Na razie kibice w Kraśniku przeżywają huśtawkę nastrojów. Na dzień dobry była wygrana z mocną Avią, później porażka w Oświęcimiu, a w niedzielę niebiesko-żółci rozbili Spartakusa Daleszyce aż 5:0.
Zaczęło się źle, bo w 11 minucie Rafał Król zmarnował rzut karny. Jedenastkę wywalczył Ernest Skrzyński, a "Królik" chciał efektownie otworzyć wynik w stylu Antonina Panenki. Trafił jednak w poprzeczkę.
Mimo to gospodarze się nie załamali i jeszcze przed przerwą zdobyli trzy gole. Najpierw dosłownie po kilkudziesięciu sekundach od pudla z "wapna" w sytuacji sam na sam trafił Arkadiusz Adamczuk, później zrehabilitował się także Król, a tuż przed gwizdkiem kończącym pierwszą odsłonę rywali dobił jeszcze Michał Misiak. Ten ostatni wykorzystał centrę Daniela Szewca i celnym strzałem głową zapewnił Stali bezpieczne prowadzenie.
Po przerwie Stal kontrolowała sytuację i ostatecznie zawody zakończyły się wynikiem 5:0. Mogło być jednak wyżej, ale miejscowi zmarnowali jeszcze kilka szans. Po słabym meczu z Sołą nie ma jednak na co narzekać, bo beniaminek idealnie i błyskawicznie się pozbierał.

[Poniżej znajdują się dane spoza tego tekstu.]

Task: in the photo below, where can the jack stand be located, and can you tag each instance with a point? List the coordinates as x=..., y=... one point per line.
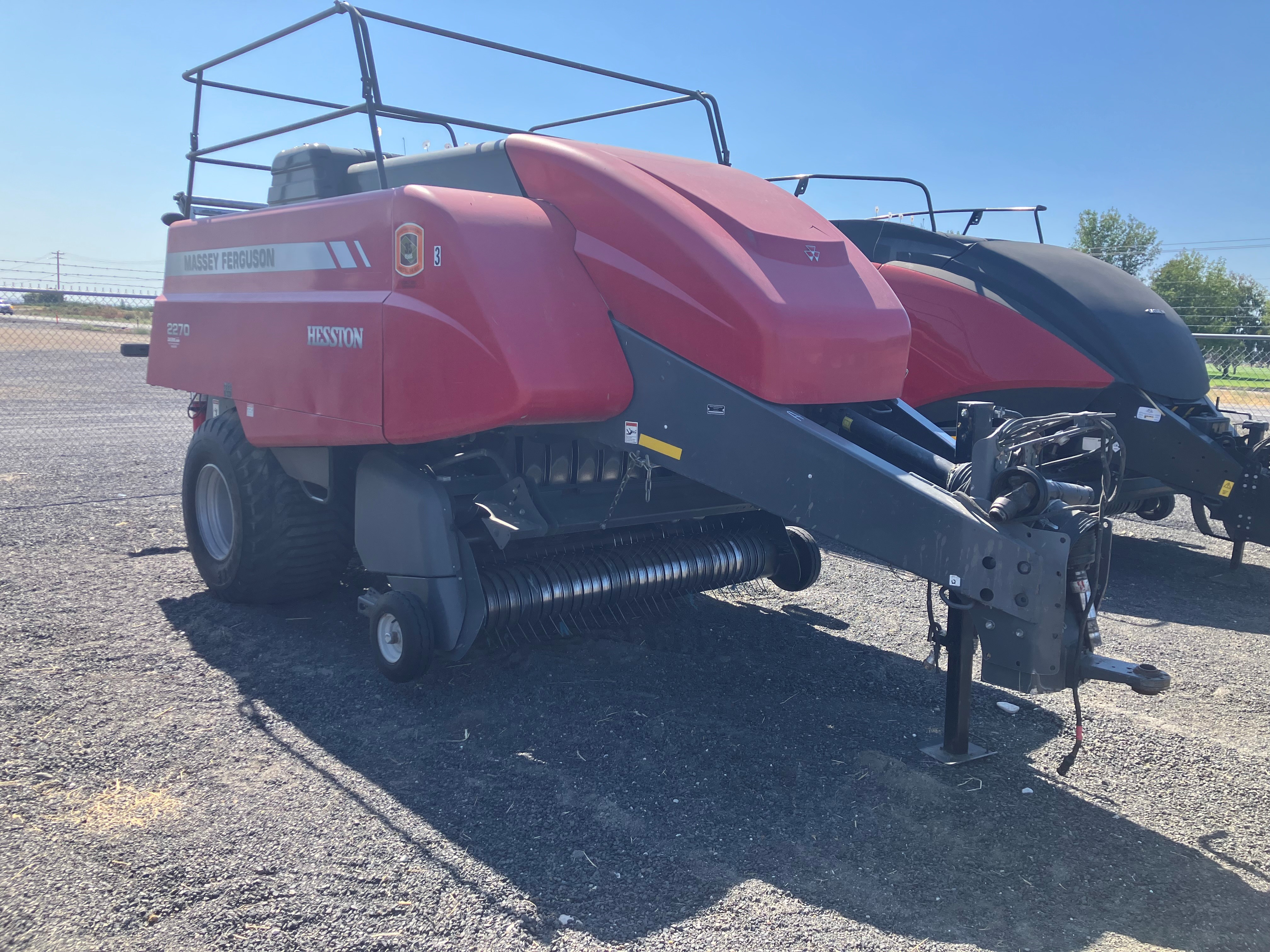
x=957, y=747
x=1236, y=574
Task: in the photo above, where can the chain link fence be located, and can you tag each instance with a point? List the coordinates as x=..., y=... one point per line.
x=1239, y=372
x=78, y=421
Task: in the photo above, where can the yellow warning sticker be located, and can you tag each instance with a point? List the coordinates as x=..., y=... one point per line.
x=663, y=449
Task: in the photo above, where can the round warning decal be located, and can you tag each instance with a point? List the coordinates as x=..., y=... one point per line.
x=409, y=246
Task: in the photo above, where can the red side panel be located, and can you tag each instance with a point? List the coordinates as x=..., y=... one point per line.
x=966, y=343
x=241, y=296
x=507, y=329
x=726, y=269
x=303, y=314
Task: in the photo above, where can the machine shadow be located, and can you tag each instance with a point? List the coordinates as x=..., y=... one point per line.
x=639, y=775
x=1158, y=578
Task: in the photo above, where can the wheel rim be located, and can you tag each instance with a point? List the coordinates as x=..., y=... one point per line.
x=214, y=509
x=389, y=631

– Starcie z Sołą wyraźnie nam nie wyszło. Zabrakło motywacji, skuteczności i pewnie kilku innych rzeczy. Nie ma sensu już do tego wracać – mówi Jarosław Pacholarz, trener ekipy z Kraśnika. – Jeżeli chodzi o niedzielne starcie ze Spartakusem, to mieliśmy wszystko pod kontrolą od pierwszej do ostatniej minuty. Poziom motywacji był zupełnie inny. Mogliśmy zdobyć kolejne bramki, bo mieliśmy jeszcze strzał w słupek, zmarnowaliśmy też karnego. Nie ma jednak co narzekać po tak wysokim zwycięstwie – dodaje opiekun niebiesko-żółtych.
Stal Kraśnik – Spartakus Daleszyce 5:0 (3:0)
Bramki: Adamczuk (13), Król (16), Misiak (44), Maj (76), Drozd (88).
Stal: Ciołek – Gajewski (80 Gąska), Pietroń, Mazurek, Lucyk, Misiak (78 Wawryszczuk), Adamczuk (60 Nowak), Skrzyński (73 Maj), Szewc (63 Czelej), Król, Drozd.